# African Land Snail heating Q- use of thermostats?



## Skyespirit86 (Feb 23, 2008)

I found the snails in my tank all crowded at the cool end last night (the same day I had just got them off someone else), I put a thermostat on it and turned the temp down and they happily moved over to the hotter end. Therefore I can only assume the mat was too hot for them. It is under the glass tank and the heat has to travel through a layer of wet bark, and after putting a thermometer in there found that although I had set the thermostat to 80F it was barely making 70F. 

I have come to conclusion that the thermostat only serves to prevent the mat getting too hot, but as for precise temperature control- it doesn't do a lot in a wet tank. I have taken the thermostat off since I have become fed up with constantly fiddling with it, and the temp on the dial being completely different to the temp in the tank. I have decided that it is unlikely the snails will suffer burns from a heat mat that becomes too hot- since they will move away, and the heat has to go through the wet substrate first. 

What is your opinion? The substrate is currently only an inch or two thick, if I made it deeper at the hot end would this help cool it enough for the snails to be comfortable? The trouble is the rest of the tank might not be hot enough if I turn the heat mat down or slide half of the mat out from the tank, it is just the floor that becomes uncomfortably warm. What about sticking the mat to the side of the tank?

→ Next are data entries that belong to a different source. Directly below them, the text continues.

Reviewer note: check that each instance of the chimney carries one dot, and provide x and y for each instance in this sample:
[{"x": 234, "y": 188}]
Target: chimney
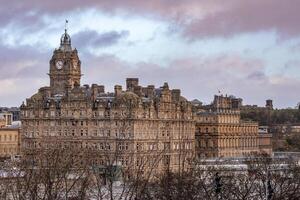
[
  {"x": 131, "y": 83},
  {"x": 118, "y": 90},
  {"x": 176, "y": 94}
]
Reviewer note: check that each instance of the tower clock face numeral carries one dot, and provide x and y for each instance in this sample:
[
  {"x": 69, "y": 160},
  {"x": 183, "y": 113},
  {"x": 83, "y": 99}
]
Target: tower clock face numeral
[{"x": 59, "y": 64}]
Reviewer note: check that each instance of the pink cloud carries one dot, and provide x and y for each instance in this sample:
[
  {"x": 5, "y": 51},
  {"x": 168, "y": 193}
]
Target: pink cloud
[{"x": 205, "y": 18}]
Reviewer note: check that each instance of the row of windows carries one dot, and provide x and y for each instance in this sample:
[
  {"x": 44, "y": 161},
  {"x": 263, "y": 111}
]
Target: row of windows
[
  {"x": 123, "y": 146},
  {"x": 8, "y": 138}
]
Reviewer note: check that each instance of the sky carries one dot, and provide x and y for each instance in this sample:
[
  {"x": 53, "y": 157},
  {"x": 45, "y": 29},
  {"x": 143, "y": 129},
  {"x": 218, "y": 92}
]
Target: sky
[{"x": 246, "y": 48}]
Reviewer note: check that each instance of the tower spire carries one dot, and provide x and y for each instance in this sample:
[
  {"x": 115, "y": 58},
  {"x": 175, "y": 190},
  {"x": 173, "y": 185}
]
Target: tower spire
[
  {"x": 66, "y": 25},
  {"x": 65, "y": 40}
]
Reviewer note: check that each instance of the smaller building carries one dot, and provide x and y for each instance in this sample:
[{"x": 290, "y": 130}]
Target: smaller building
[
  {"x": 220, "y": 131},
  {"x": 265, "y": 140},
  {"x": 9, "y": 142},
  {"x": 6, "y": 119}
]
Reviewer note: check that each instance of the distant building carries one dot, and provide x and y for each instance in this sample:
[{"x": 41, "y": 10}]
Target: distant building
[
  {"x": 269, "y": 104},
  {"x": 6, "y": 119},
  {"x": 220, "y": 132},
  {"x": 14, "y": 110},
  {"x": 10, "y": 141}
]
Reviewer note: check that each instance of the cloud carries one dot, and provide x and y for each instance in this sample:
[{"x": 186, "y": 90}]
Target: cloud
[
  {"x": 24, "y": 61},
  {"x": 93, "y": 39},
  {"x": 198, "y": 19},
  {"x": 199, "y": 77},
  {"x": 247, "y": 17}
]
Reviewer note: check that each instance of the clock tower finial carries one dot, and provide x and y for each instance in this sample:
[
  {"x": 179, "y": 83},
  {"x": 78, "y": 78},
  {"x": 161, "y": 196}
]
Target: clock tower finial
[{"x": 65, "y": 40}]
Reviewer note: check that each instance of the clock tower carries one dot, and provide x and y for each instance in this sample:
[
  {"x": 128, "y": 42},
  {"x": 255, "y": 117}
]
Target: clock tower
[{"x": 65, "y": 67}]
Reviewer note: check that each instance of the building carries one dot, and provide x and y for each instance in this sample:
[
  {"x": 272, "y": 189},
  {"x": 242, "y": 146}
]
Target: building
[
  {"x": 265, "y": 140},
  {"x": 137, "y": 123},
  {"x": 6, "y": 119},
  {"x": 220, "y": 132}
]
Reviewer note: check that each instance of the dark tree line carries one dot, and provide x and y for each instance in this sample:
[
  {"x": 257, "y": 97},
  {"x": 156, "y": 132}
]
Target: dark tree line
[{"x": 259, "y": 177}]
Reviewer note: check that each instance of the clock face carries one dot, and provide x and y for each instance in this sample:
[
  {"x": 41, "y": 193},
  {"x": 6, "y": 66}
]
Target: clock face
[
  {"x": 59, "y": 64},
  {"x": 75, "y": 63}
]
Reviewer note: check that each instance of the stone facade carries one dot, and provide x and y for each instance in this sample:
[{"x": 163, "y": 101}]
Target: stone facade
[
  {"x": 220, "y": 132},
  {"x": 6, "y": 119},
  {"x": 9, "y": 142},
  {"x": 136, "y": 123}
]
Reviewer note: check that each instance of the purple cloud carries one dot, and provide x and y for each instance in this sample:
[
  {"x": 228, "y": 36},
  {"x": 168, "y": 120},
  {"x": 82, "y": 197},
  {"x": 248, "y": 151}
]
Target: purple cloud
[{"x": 93, "y": 39}]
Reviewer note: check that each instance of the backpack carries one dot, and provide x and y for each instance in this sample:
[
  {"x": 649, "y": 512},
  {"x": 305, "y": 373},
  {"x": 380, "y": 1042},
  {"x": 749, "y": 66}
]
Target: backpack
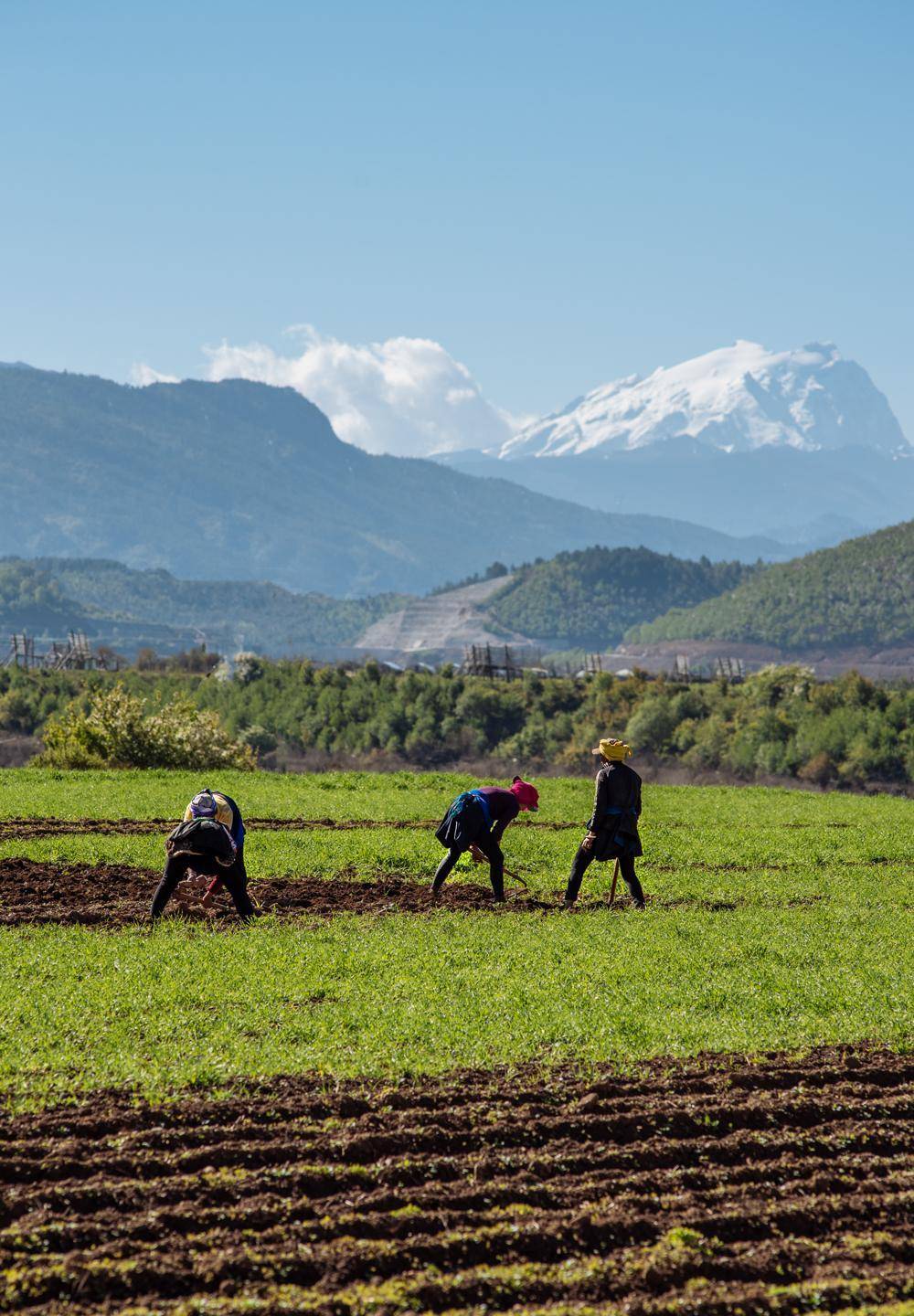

Oh I don't know!!!!:lol2::lol2::lol2::lol2:


----------



## SpiderGirl33 (Sep 2, 2007)

I don't use any heat for my snails, it's usually warm enough in my room for them. 
If you do use a heatmat and they are going to the cool end, then the heatmat is too hot. 
Have you tried putting anything between the heatmat and the tank to disperse the heat a bit so it doesn't get too hot in the tank?

I don't really know much about heat mats, but I know that snails don't really need it that warm. : victory:


----------